The experimental feature will allow users to ask questions and receive a response using content published by the newspaper over the past two decades.
However, Tami Hoffman, the director of news distribution and commercial innovation at ITN, acknowledged the problems such tools could present when companies outside of the media industry ran them.
“I think it’s going to be really problematic for us all,” she said.
“It’s not simply that they would use our copyright to build their models, but they’re actually going to develop their relationship with audiences by using our material without attribution and without driving traffic back to us.”
Ms Hoffman said that generative AI search models could disrupt relationships between media companies and their audiences. There could also be reputational issues if the search engines do not correctly attribute their sources.
Pete Clifton, the PA news agency’s editor-in-chief, said AI was a useful tool for journalists and presented opportunities for the industry if it was properly researched and implemented.
“I think that as long as we take time to explain to our team what’s possible, work together on the things that are possible, talk about the successes, reflect on the things that don’t work, talk to some of our customers about some of the things we might be able to do together using it, I do not think that generative AI is going to change what PA does fundamentally,” he said.
“Fundamentally, we will still go out and cover stories and hopefully be the first to break the news, and that’s our DNA. We go to the press conferences, we hold people to account, and that will be – as far as I can see – what we do, and what is at the heart of what we do.

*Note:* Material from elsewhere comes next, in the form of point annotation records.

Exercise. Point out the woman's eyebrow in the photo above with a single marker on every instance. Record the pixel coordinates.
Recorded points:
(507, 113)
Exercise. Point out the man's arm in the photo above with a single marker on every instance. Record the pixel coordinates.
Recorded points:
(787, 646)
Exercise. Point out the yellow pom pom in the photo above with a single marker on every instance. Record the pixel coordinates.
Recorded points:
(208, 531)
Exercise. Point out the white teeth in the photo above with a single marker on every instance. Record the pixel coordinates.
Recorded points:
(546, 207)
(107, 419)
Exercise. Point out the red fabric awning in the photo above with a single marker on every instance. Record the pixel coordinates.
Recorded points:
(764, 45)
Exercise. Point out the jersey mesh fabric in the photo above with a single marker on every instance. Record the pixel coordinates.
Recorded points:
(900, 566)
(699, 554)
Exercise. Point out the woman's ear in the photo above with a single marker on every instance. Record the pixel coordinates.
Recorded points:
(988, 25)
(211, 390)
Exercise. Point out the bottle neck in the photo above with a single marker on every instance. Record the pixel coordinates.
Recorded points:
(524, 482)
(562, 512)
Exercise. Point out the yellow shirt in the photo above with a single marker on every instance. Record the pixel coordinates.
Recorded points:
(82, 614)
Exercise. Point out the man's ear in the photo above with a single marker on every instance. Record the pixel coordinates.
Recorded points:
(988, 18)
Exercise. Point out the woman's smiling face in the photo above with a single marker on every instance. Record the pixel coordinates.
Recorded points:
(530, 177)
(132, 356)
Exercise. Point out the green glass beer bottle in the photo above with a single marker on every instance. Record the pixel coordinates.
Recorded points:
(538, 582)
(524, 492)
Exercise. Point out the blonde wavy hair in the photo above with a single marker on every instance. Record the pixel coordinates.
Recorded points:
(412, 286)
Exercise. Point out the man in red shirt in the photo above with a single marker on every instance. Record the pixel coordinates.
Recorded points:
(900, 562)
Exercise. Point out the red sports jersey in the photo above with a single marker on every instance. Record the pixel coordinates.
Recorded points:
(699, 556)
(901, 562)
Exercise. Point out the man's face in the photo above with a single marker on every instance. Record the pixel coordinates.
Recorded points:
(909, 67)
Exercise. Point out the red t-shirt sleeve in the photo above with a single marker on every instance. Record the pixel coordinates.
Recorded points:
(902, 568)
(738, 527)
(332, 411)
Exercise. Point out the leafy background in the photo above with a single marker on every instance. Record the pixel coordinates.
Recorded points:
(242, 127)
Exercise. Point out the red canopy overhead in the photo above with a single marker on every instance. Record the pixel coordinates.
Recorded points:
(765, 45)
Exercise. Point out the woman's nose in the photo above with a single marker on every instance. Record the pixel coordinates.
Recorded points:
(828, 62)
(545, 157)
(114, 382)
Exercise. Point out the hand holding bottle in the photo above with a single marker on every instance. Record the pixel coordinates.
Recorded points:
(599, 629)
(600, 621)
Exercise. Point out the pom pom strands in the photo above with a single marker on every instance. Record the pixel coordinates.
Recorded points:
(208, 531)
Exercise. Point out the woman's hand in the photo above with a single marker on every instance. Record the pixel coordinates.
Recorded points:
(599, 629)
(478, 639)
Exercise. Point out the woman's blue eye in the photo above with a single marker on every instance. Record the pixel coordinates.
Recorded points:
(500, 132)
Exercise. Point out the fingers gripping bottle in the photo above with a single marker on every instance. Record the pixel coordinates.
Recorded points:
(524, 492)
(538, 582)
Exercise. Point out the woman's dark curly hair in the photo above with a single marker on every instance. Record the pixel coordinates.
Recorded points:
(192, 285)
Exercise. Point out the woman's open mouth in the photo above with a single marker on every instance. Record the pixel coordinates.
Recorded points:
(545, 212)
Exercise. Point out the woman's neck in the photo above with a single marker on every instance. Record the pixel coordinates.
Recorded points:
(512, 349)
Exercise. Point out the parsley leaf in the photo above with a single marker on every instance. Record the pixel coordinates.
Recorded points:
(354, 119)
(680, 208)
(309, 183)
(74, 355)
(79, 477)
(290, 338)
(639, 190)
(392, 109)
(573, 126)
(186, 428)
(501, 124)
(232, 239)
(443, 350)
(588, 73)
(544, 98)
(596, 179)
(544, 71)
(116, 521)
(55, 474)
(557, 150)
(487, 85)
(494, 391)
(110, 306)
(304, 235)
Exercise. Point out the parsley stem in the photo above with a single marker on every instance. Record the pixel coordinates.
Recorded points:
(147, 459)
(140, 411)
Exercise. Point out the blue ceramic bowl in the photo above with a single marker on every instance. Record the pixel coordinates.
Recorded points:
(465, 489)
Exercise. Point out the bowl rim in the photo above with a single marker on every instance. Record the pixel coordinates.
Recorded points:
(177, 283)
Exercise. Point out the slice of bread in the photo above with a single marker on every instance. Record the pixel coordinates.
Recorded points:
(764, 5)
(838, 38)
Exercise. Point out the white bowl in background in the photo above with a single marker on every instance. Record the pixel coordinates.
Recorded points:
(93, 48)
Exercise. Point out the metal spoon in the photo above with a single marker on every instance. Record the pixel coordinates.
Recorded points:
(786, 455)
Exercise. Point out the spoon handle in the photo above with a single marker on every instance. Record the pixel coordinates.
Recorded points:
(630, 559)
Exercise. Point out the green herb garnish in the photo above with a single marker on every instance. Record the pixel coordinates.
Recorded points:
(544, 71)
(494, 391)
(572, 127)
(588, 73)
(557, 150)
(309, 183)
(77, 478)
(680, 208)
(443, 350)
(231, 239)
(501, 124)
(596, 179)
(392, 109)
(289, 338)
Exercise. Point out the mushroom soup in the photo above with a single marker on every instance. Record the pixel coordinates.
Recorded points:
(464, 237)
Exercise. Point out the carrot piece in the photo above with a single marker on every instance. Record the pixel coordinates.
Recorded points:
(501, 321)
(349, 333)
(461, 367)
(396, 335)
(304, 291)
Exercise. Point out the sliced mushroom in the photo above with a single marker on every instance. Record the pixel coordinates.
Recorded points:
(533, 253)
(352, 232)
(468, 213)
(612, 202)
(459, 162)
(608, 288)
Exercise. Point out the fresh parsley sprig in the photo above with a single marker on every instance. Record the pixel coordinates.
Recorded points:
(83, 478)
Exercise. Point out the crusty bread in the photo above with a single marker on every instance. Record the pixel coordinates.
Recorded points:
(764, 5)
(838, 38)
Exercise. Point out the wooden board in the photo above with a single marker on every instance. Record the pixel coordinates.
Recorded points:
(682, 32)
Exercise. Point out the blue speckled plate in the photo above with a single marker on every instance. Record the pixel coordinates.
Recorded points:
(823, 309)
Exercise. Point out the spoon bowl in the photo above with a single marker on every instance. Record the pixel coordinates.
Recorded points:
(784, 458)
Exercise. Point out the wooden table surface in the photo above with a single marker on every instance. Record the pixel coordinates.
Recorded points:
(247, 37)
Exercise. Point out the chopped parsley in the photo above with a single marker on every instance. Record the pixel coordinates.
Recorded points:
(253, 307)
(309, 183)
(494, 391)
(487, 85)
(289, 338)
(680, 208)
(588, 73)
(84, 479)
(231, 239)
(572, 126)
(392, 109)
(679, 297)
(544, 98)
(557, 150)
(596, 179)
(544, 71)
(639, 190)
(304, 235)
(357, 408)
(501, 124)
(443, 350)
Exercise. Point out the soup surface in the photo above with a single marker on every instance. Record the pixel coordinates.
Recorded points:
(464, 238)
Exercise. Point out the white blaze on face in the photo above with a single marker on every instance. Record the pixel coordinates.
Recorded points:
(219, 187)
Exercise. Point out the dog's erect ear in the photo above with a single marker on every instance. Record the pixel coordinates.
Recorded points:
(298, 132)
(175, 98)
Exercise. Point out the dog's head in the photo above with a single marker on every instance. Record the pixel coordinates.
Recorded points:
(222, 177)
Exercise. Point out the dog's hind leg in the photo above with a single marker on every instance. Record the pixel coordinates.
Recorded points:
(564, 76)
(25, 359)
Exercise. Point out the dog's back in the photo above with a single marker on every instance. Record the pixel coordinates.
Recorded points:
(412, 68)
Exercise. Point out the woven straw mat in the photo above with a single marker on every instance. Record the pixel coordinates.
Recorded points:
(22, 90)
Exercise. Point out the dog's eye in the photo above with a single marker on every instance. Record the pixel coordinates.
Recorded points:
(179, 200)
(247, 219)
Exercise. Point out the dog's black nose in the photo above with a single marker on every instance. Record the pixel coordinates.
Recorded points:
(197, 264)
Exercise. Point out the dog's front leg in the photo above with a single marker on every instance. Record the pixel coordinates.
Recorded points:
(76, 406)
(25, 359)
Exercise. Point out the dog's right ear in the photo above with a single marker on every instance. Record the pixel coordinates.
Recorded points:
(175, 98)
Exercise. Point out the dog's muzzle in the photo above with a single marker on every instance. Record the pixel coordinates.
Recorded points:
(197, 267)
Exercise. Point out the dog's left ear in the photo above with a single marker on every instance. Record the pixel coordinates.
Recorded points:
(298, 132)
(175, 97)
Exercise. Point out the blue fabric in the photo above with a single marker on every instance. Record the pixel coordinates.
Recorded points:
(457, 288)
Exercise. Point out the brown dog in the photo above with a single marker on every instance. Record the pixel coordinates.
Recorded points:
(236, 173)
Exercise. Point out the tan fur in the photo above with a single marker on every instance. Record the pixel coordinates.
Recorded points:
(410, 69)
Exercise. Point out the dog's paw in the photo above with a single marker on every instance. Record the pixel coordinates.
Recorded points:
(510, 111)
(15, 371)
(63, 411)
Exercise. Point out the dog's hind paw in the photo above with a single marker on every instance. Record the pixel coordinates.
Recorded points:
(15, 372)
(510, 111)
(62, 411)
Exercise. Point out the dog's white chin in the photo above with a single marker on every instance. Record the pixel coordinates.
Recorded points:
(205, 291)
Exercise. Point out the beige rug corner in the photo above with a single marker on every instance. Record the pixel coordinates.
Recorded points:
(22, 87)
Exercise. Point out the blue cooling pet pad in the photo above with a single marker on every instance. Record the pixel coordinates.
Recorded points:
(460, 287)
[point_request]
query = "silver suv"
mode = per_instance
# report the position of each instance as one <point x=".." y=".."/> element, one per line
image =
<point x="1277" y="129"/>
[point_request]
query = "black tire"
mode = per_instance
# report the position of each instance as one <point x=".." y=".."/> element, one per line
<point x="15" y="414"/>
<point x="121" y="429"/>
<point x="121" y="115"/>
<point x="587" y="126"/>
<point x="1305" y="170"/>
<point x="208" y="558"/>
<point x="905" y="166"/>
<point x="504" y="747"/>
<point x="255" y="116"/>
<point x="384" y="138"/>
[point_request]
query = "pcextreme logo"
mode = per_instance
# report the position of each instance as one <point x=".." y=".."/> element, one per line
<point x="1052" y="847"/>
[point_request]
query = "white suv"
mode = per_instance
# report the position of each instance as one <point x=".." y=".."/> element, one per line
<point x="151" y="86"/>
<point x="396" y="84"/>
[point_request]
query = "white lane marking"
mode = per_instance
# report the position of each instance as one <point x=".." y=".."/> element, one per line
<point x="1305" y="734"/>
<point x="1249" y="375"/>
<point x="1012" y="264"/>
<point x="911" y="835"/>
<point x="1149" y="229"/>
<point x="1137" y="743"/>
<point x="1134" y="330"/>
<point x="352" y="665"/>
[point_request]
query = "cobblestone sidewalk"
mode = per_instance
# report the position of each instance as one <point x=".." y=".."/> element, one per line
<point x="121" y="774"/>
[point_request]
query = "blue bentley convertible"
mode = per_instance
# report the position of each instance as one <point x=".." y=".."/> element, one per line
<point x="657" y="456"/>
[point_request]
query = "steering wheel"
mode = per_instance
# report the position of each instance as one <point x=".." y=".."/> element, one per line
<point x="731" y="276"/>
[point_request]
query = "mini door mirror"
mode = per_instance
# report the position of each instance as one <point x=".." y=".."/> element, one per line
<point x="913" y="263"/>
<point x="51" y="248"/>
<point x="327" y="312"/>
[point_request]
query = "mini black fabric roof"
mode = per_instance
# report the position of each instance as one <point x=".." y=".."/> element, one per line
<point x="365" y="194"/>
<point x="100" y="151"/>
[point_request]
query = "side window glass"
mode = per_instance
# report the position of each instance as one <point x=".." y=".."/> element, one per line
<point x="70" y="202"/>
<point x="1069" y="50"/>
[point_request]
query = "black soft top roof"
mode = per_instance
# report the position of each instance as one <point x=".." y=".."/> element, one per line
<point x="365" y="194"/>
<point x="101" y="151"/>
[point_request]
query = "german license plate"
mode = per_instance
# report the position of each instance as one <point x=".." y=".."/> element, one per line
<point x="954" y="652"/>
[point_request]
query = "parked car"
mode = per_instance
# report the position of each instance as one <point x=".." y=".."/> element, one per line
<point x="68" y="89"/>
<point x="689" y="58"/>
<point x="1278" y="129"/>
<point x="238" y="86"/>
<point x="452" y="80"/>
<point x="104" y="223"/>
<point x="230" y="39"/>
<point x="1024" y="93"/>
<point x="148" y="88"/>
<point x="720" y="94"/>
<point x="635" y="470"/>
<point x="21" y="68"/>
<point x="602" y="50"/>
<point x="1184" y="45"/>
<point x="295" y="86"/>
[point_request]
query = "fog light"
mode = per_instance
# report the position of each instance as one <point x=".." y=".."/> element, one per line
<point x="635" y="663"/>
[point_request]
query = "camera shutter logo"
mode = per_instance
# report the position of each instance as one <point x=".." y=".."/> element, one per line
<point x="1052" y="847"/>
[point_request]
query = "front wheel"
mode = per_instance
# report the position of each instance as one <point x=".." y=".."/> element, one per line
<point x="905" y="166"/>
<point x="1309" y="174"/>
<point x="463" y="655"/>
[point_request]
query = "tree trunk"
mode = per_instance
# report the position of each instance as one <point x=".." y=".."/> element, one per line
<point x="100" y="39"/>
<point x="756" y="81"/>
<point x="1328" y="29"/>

“We will still go out and find verified information that we share with people and there is value to that role that we play – and I think that’s the message I’ll convey to my team, and what we will do is find ways that AI can help to do that more effectively.”
Blathnaid Healy, an executive news editor at BBC News, said an increasingly digital world meant audiences and readers were consuming their news in a range of different ways, which posed challenges for media companies.
“Consumers are changing the way that they search. They’re moving to TikTok and Instagram and other places to find the information that they are looking for,” she said.
“So we are dealing with what is quite a fragmented digital audiences picture which used to be quite straightforward.
“Now we are dealing with multiple touchpoints and I think the question for all of us is how do you keep audience relationships, how do you keep that sense of brand, what you are and how you’re differentiated?”
She said the rise of AI was “the next chapter in a long and continuous digital transformation”, and added that media organisations “have to be very careful and learn a lot of lessons from how we previously approached the other parts of the digital transformation to understand what it can do and what it can’t”.
The panel was in agreement that AI could not replace the value of journalists reporting from the ground, but that it could be used to assist with production, administrative and verification tasks.
Jody Doherty-Cove, head of editorial AI at Newsquest, emphasised its importance for local media publications. Newsquest now employs AI-supported reporters who use ChatGPT to publish AI-assisted articles.
Mr Doherty-Cove said the intelligence tool drafted stories based on “trusted information”, which allowed other reporters to have more time to go out and work on investigative on-the-ground stories.